Marissa Mayer wants to make Yahoo default search engine in Safari

Google's Marissa Mayer Named Yahoo CEO

Embattled CEO Marisa Mayer just bought herself some more air cover by spinning off Yahoo’s 15 percent stake in Alibaba into a new public company. But Mayer is still under pressure to boost Yahoo’s core biz which has been eroding steadily. Now, MacRumors passes along a transcript of Yahoo’s conference call when Mayer praised Apple’s Safari browser as the premier search platform.

She called fans of the Apple web browser “among the most lucrative users in the world” and expressed interest in Yahoo becoming the default search engine in Safari.

”The Safari platform is basically one of the premier search deals in the world if not the premier search deal in the world,” Mayer told RBC Capital Markets analyst Mark Mahaney.

Apple’s existing search contract with Google makes Google Search the default search engine in Safari on the Mac, iPhone, iPod touch and iPad. One analyst estimated Google is paying Apple up to $1 billion annually for the privilege.

Safari OS X Yosemite

But Mayer must hurry because that search partnership is reportedly set to expire sometime in 2015. She’ll, however, need to stave off threat from Microsoft as the Windows giant is said to be actively fighting to boot Google Search from the iPhone and other Apple devices.

“We’re in the search distribution business and anyone who is in that business needs to be interested in the Safari deal,” Mayer said. “The Safari users are among the most engaged and lucrative users in the world and it’s something we would really like to be able to provide.”

Yahoo has a shot at winning the Apple contract. Under Mayer’s leadership, Yahoo struck a search deal with Firefox, ending long partnership with Google.

“We’ve worked really closely with Mozilla to ultimately bring to their users an experience that they designed and that they feel really suits those users and we would welcome the opportunity with any other partner to do the same, particularly one with Apple’s volume and user base,” she told analysts on the conference call.

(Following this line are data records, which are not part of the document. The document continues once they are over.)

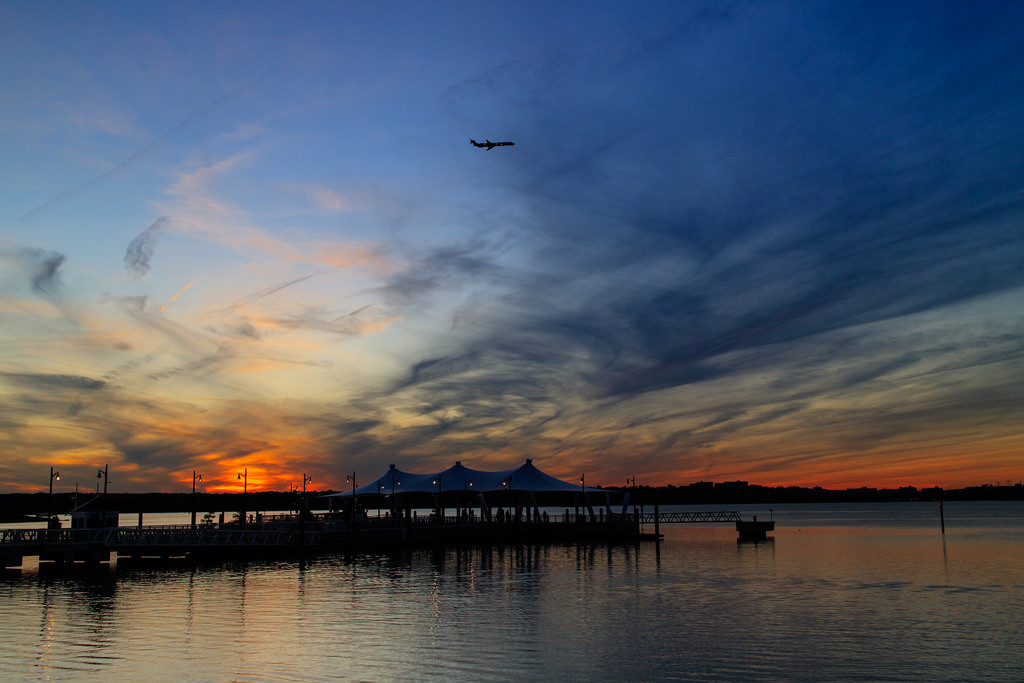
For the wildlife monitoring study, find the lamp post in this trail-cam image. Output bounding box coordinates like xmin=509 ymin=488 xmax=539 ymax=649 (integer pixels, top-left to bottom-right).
xmin=502 ymin=474 xmax=512 ymax=521
xmin=345 ymin=470 xmax=355 ymax=519
xmin=434 ymin=474 xmax=444 ymax=523
xmin=577 ymin=473 xmax=587 ymax=519
xmin=193 ymin=470 xmax=203 ymax=529
xmin=46 ymin=466 xmax=60 ymax=528
xmin=234 ymin=467 xmax=249 ymax=525
xmin=96 ymin=465 xmax=110 ymax=528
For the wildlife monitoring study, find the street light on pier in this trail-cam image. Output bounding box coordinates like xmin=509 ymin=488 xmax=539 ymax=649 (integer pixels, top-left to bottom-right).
xmin=193 ymin=470 xmax=203 ymax=528
xmin=434 ymin=474 xmax=444 ymax=521
xmin=234 ymin=467 xmax=249 ymax=525
xmin=46 ymin=466 xmax=60 ymax=528
xmin=96 ymin=465 xmax=110 ymax=527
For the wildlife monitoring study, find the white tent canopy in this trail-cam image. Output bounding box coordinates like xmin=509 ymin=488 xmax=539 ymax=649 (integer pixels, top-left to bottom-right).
xmin=329 ymin=459 xmax=607 ymax=498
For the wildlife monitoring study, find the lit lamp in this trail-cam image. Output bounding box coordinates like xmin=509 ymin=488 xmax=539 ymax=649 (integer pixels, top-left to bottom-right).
xmin=433 ymin=474 xmax=444 ymax=521
xmin=193 ymin=470 xmax=203 ymax=528
xmin=46 ymin=467 xmax=60 ymax=528
xmin=234 ymin=467 xmax=249 ymax=524
xmin=345 ymin=470 xmax=355 ymax=519
xmin=96 ymin=465 xmax=110 ymax=528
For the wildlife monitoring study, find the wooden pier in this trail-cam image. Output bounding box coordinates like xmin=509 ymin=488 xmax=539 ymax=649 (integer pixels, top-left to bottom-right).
xmin=0 ymin=509 xmax=774 ymax=567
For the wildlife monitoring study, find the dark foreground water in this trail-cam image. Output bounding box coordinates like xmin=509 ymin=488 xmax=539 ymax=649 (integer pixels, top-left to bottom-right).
xmin=0 ymin=503 xmax=1024 ymax=681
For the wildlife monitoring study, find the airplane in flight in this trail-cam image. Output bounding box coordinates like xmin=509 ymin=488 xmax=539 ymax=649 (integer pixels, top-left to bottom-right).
xmin=469 ymin=138 xmax=515 ymax=152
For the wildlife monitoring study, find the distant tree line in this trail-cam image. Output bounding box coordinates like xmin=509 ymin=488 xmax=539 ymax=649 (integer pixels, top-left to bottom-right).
xmin=0 ymin=481 xmax=1024 ymax=523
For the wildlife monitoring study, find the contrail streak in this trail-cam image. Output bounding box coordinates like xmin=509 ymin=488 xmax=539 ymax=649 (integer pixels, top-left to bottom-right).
xmin=20 ymin=70 xmax=276 ymax=220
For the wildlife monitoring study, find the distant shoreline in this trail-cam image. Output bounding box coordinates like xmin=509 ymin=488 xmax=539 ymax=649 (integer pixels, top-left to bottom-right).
xmin=0 ymin=481 xmax=1024 ymax=523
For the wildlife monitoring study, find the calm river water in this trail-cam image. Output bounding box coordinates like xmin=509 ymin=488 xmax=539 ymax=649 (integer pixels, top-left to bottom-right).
xmin=0 ymin=503 xmax=1024 ymax=681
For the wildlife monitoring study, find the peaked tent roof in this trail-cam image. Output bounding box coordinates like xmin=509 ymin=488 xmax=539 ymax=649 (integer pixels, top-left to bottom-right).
xmin=328 ymin=459 xmax=606 ymax=498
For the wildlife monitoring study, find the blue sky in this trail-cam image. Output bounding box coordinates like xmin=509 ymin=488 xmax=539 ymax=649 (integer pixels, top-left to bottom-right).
xmin=0 ymin=2 xmax=1024 ymax=490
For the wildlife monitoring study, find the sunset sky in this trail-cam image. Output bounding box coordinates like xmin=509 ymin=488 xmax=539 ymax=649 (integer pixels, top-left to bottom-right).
xmin=0 ymin=0 xmax=1024 ymax=493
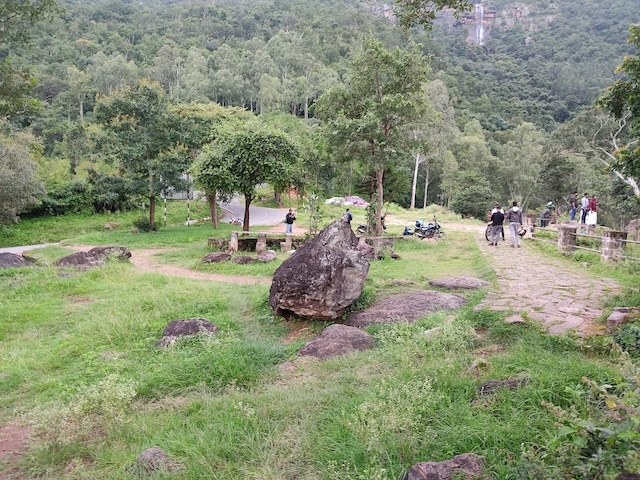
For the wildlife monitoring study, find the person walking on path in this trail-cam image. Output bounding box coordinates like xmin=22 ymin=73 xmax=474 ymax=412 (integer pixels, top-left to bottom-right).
xmin=584 ymin=195 xmax=598 ymax=229
xmin=504 ymin=202 xmax=522 ymax=248
xmin=489 ymin=205 xmax=504 ymax=247
xmin=567 ymin=192 xmax=578 ymax=222
xmin=580 ymin=193 xmax=589 ymax=223
xmin=284 ymin=209 xmax=296 ymax=233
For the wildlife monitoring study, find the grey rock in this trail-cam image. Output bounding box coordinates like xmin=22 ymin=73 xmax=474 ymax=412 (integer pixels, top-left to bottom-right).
xmin=477 ymin=377 xmax=529 ymax=397
xmin=131 ymin=447 xmax=182 ymax=474
xmin=403 ymin=453 xmax=490 ymax=480
xmin=202 ymin=252 xmax=231 ymax=263
xmin=429 ymin=276 xmax=491 ymax=290
xmin=156 ymin=318 xmax=218 ymax=347
xmin=233 ymin=255 xmax=256 ymax=265
xmin=269 ymin=220 xmax=369 ymax=320
xmin=88 ymin=245 xmax=131 ymax=260
xmin=298 ymin=324 xmax=375 ymax=359
xmin=53 ymin=252 xmax=102 ymax=270
xmin=256 ymin=250 xmax=277 ymax=263
xmin=0 ymin=253 xmax=31 ymax=268
xmin=607 ymin=307 xmax=640 ymax=333
xmin=345 ymin=290 xmax=466 ymax=328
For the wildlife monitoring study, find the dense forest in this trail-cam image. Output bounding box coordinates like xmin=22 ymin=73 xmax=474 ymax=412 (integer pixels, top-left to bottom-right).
xmin=0 ymin=0 xmax=640 ymax=231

According to analysts who spoke with The New York Times today, dropping Google from Safari would not have detrimental effects to the search giant’s fortunes.

A) Google would not have to share revenue from whatever “recaptured” searches it got after the deal expired.

And B) Google Search has become a habit for so many people that most iOS users would probably switch back to Google as their default search provider in Safari.

Pictured below: Yahoo’s campus in Sunnyvale, California.

Yahoo Campus Sunnyvale 001

By the way, the previous Yahoo CEO, Carol Bartz, signed a deal which disastrously outsourced search to Microsoft. Between July 2009 and July 2012, when Mayer joined Yahoo, their market share in search went from 19.3 percent down to 13 percent.

Since Yahoo poached her from Google to become the CEO in July of 2012, Marissa has indeed managed to turn around certain aspects of the fledgling company, namely Yahoo’s mobile presence.

In the past two years, Yahoo has released or revamped its key iPhone apps, including Weather (which won an Apple Design Award), Mail and Search while releasing new ones like News Digest.

Yahoo’s mobile applications now have tens of millions of users, with Mail, Yahoo and Tumblr in Apple’s Top 100.

Would you use Yahoo over Google for Safari searches?